2_3_2 地表からの自然電位測定による地下水流動調査技術
達成目標
地下水流動を調べるためには,ボーリング孔を複数地点で掘削して地下水の水圧分布を調べる方法が一般的ですが,ボーリング孔を用いた観測ではデータを取得できる場所がボーリング孔の掘削位置に限定されてしまうため,取得可能なデータが限定されてしまいます。そこで,地表面で密に取得できるデータから地下水流動を推定することを目標として,地表面で面的に測定可能な自然電位測定を試みました。
方法・ノウハウ
①自然電位による地下水流動調査:
自然電位を測定する自然電位法は物理探査手法の1つであり,電気探査に分類されます。この手法は,通常の電気探査とは異なり,自然に発生した電位を測定するものです。通常,地中や地表においては,さまざまな原因により電場が発生していますが,その主要な発生原因の1つに地下水流動があるため,自然電位を測定することにより地下水流動の状態を推定できることが期待されます。本手法は,地中や地表に発生した電位を観測するだけの非常に簡易な調査手法であり,地表に非分極電極を設置し,その電極間の電位差をグラフ化したり地図上にマッピングしたりすることにより,地下水の流動方向などを推測することができます。
②解析・解釈の方法:
自然電位法は,測定が簡易である一方,電位の発生にはさまざまな原因が考えられるため,その結果の解釈が困難な場合が多い手法です。したがって,その解釈のためには数値シミュレーションなどにより発生原因を定量的に見積る必要があります。また,最近では逆解析手法などの開発が進んでいますが,他の物理探査手法とは異なり,解析手法が十分に確立されていない探査手法です。
③取得されたデータの処理:
自然電位法を用いて地下水流動を推定するためには,自然現象により発生した電位を解析に用いる必要がありますが,通常測定される電位は,人為的活動によって発生した電気信号(ノイズ)も含まれています。また,こうした人為的活動による電気信号は自然現象による電気信号よりも大きいことが多く,観測されたデータをそのまま評価できることは稀で,ノイズを除去した上で評価する必要があります。
瑞浪超深地層研究所における実施例1), 2)
瑞浪超深地層研究所周辺の地下水流動を規制する水理地質構造を大局的に把握することを目的として,瑞浪超深地層研究所の周辺約500m四方の80箇所に電極を設置し,自然電位のモニタリングを実施しました。得られたデータは,以下のような手順で解析・解釈されました。
- JR中央本線からと考えられる漏洩電流により,データのS/N比が悪かったため,時系列解析を適用することにより,ノイズ除去を実施しました(図1)。

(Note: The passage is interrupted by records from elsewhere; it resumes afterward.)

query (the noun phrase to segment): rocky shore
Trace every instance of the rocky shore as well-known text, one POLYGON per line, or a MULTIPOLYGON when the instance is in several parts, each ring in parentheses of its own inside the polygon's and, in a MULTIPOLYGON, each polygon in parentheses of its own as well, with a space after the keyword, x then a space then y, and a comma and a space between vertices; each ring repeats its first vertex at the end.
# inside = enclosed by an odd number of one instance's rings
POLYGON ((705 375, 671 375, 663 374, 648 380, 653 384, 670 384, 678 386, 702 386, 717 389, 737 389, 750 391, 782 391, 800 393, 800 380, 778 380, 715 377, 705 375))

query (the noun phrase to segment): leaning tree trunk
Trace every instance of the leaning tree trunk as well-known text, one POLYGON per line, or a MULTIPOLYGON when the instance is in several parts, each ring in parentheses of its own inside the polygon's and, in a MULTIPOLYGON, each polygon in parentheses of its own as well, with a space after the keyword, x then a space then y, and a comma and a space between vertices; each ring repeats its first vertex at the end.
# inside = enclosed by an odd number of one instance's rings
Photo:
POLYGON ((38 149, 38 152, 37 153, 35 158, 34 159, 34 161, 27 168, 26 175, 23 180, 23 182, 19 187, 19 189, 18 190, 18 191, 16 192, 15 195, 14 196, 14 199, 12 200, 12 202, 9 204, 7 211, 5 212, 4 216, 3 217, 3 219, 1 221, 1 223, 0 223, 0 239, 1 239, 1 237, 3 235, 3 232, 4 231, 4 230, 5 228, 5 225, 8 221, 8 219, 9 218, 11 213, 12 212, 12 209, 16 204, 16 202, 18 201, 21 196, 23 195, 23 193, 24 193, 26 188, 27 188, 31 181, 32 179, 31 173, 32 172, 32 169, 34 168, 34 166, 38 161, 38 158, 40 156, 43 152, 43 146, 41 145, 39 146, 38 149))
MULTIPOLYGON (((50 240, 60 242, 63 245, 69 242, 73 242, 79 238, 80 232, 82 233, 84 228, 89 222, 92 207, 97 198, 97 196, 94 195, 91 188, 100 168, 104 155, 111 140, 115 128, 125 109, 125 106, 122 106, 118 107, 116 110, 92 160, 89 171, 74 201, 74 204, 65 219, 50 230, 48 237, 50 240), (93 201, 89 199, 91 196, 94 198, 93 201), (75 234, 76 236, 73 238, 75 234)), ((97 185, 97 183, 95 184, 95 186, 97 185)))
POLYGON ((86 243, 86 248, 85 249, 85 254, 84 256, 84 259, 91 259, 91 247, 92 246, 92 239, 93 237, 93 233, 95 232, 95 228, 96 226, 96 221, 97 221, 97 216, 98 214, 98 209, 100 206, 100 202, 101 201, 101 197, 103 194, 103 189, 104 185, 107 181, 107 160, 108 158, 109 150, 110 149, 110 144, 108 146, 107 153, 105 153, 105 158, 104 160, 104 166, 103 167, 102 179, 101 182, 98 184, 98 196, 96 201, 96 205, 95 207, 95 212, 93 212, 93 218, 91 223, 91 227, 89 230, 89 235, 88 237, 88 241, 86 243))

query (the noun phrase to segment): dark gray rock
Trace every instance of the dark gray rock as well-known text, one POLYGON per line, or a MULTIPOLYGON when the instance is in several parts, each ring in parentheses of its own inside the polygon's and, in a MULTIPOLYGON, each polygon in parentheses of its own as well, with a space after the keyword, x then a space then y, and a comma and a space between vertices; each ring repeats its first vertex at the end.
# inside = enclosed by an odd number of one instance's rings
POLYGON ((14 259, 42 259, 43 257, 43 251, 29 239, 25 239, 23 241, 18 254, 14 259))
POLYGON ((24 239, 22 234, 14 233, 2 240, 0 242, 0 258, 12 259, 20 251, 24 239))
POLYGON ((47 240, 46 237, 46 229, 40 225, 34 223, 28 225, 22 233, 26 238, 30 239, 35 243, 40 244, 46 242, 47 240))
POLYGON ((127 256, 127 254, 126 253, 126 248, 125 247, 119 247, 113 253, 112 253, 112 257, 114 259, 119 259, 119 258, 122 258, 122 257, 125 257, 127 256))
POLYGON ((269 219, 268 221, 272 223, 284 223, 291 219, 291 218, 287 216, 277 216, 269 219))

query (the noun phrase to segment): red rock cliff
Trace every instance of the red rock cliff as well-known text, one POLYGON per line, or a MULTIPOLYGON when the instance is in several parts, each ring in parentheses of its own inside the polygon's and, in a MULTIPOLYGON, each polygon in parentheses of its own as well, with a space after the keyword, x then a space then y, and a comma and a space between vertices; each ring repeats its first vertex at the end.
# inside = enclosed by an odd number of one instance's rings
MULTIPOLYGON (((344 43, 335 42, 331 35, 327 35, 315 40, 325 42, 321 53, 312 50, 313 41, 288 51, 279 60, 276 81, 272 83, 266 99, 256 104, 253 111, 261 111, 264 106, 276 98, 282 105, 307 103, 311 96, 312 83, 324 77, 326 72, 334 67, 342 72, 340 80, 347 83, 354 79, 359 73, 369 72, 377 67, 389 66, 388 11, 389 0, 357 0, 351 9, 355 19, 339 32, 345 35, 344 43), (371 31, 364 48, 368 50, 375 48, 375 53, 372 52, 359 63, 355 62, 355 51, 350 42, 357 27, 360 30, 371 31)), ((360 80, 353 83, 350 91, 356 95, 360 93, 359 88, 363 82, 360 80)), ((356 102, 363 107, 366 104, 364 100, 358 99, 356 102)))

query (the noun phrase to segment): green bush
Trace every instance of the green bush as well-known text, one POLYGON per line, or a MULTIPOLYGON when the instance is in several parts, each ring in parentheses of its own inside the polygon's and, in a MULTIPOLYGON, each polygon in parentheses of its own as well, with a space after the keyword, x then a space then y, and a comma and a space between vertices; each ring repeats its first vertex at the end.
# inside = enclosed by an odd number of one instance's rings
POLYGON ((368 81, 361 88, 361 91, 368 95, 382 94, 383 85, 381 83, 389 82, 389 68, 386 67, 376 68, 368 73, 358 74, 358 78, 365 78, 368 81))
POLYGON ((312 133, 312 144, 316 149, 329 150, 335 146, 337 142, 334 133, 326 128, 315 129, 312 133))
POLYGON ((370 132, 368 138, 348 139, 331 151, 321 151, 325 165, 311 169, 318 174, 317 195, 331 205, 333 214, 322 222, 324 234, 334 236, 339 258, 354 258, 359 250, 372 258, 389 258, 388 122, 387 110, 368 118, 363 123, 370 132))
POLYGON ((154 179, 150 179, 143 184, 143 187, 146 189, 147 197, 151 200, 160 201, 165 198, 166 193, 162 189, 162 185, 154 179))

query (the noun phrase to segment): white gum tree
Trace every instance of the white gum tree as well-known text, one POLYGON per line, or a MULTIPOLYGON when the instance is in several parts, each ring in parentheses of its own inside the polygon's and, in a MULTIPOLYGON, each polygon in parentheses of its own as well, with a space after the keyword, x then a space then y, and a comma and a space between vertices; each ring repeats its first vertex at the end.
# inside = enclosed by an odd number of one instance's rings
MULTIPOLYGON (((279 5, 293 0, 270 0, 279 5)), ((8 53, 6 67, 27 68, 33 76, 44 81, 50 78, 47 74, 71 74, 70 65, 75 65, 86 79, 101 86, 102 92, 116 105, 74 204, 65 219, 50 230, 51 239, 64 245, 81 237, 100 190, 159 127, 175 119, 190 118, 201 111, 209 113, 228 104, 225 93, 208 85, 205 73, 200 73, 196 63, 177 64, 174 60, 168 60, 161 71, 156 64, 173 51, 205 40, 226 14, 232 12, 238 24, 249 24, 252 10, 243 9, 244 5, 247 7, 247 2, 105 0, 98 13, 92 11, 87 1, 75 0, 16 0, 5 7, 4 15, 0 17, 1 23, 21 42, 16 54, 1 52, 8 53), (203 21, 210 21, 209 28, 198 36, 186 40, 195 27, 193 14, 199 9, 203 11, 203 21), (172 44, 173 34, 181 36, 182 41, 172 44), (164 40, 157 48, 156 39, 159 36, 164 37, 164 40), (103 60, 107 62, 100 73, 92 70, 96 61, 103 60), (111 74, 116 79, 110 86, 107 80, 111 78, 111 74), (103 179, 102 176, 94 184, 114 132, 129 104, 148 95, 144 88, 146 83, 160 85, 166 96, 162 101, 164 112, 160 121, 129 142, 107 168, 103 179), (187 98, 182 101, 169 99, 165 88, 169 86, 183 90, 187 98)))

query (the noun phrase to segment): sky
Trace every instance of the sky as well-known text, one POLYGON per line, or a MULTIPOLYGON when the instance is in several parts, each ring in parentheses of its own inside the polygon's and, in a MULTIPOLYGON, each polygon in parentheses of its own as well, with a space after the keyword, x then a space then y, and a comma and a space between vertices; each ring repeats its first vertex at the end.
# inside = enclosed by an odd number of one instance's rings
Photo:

- 瑞浪超深地層研究所での測定結果として,例えば,主立坑における一時排水停止後の大規模排水時(2006/3/27~4/4)には,図2の赤点線で囲んだ部分で自然電位が変化していることが確認されました。これは,主立坑の南東部に認められる土岐花崗岩と瑞浪層群の不整合面(以下,不整合面)の窪み(図3の赤点線で囲んだ部分)とほぼ同位置に分布していることから,この不整合面の窪みに向かう堆積岩中の地下水流動を捉えたものと推定されました。このように,研究坑道内の地下水位の変化と自然電位の変化から,地下水流動の変化を定性的に解釈することができました(図2)。
- 以上のように,水みちとなる割れ目帯や地下水流動を規制する構造を大局的に推定するうえで,自然電位が有用なデータの1つになると考えられます。



参考文献
- 徳安真吾,松岡稔幸,程塚保行 (2012): 自然電位測定を用いた瑞浪超深地層研究所周辺の水理地質構造の推定に関する研究,JAEA-Research 2012-007,55p.
- 徳安真吾,松岡稔幸,水永秀樹,杉本芳博 (2010): 自然電位測定を用いた瑞浪超深地層研究所周辺の水理地質構造の把握,物理探査学会第123回学術講演会論文集.